Мой взгляд опускается на обручальное кольцо на пальце. Кому, как ни Захиру Асманову знать, каково это — потерять любовь всей жизни.
— Не отпущу, — обещаю ему клятвенно. — Ни на миг. — Между нами снова повисает молчание. Мое горло стягивает невидимой удавкой, глаза начинает печь. Не дав ему оборвать звонок, я добавляю: — Спасибо, отец.
— За что? — взволнованно переспрашивает он.
— Я боялся, что потеряю ее. Едва не умер. Сердце собственное слышать перестал. Оно будто отключилось и вновь заработало, только когда она вернулась ко мне.
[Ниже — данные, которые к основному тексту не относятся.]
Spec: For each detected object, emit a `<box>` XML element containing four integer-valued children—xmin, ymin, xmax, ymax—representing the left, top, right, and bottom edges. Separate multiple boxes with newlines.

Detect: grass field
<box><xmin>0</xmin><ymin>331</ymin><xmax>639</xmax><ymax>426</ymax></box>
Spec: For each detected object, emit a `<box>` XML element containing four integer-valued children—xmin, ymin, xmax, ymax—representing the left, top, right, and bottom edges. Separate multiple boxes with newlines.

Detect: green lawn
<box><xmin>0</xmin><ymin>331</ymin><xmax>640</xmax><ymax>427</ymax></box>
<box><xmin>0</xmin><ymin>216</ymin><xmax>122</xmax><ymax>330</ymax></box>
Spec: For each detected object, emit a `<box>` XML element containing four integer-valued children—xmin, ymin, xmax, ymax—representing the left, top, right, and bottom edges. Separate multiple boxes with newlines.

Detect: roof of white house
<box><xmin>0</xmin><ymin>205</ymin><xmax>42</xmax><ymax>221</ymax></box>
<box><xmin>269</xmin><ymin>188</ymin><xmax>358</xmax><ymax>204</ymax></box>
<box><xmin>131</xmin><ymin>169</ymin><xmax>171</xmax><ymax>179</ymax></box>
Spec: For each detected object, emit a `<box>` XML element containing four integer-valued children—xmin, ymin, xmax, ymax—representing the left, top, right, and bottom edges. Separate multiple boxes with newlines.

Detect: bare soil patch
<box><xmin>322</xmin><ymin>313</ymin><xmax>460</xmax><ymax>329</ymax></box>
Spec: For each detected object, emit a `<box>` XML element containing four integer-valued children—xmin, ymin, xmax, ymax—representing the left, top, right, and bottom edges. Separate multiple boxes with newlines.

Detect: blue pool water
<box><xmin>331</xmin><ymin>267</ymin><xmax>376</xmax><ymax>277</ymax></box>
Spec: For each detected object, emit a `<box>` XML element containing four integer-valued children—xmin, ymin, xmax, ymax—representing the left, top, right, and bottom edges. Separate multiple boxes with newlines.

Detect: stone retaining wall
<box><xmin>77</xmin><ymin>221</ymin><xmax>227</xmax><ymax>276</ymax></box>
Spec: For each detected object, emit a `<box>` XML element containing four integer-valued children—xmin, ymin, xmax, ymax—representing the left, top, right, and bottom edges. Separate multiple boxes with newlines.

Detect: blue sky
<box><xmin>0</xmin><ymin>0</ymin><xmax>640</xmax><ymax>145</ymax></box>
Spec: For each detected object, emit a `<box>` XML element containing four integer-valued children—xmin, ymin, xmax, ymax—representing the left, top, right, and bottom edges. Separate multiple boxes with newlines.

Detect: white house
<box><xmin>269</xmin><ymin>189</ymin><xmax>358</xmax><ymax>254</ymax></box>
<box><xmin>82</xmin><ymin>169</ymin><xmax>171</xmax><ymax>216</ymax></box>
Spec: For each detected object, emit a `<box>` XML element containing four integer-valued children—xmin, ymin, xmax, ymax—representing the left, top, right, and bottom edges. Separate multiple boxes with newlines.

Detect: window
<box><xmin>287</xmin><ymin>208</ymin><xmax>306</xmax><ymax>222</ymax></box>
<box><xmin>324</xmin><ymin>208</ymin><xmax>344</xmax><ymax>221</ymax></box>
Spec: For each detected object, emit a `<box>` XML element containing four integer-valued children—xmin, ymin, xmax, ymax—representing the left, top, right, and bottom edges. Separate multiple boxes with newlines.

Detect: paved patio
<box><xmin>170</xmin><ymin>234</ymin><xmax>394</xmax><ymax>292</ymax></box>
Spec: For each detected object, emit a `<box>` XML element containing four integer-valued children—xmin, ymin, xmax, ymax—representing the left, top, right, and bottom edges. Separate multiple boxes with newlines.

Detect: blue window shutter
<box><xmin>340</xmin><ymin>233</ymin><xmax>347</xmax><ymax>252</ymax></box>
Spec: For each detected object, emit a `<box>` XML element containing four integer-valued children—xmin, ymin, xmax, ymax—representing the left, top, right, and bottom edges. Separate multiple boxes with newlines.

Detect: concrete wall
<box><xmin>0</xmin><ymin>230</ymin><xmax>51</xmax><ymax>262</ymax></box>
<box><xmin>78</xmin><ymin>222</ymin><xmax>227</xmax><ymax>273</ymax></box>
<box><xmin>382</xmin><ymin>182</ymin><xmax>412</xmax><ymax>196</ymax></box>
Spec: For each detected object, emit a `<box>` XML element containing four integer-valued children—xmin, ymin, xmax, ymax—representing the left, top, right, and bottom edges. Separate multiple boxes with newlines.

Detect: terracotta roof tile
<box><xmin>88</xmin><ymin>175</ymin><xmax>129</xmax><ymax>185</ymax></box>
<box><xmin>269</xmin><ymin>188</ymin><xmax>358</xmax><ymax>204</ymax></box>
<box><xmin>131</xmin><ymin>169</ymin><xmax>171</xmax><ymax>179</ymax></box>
Это ни с чем не сравнимая боль. Отравляющая. Парализующая. Превращающая в овощ. Я на себе познал то, что пережил ты. Это ад.
— Да, Камиль, — подтверждает он, — это ад. Цени каждый миг, проведенный с ней.
Я приоткрываю дверь, смотрю в ее милое лицо и осознаю, что мне мало каждого мига с ней. Она — мой воздух.
— Сообщи дяде Наилю, что Ася дома, со мной. Пусть Надежду Васильевну успокоит, — прошу его, откладываю телефон на тумбочку и возвращаюсь в постель.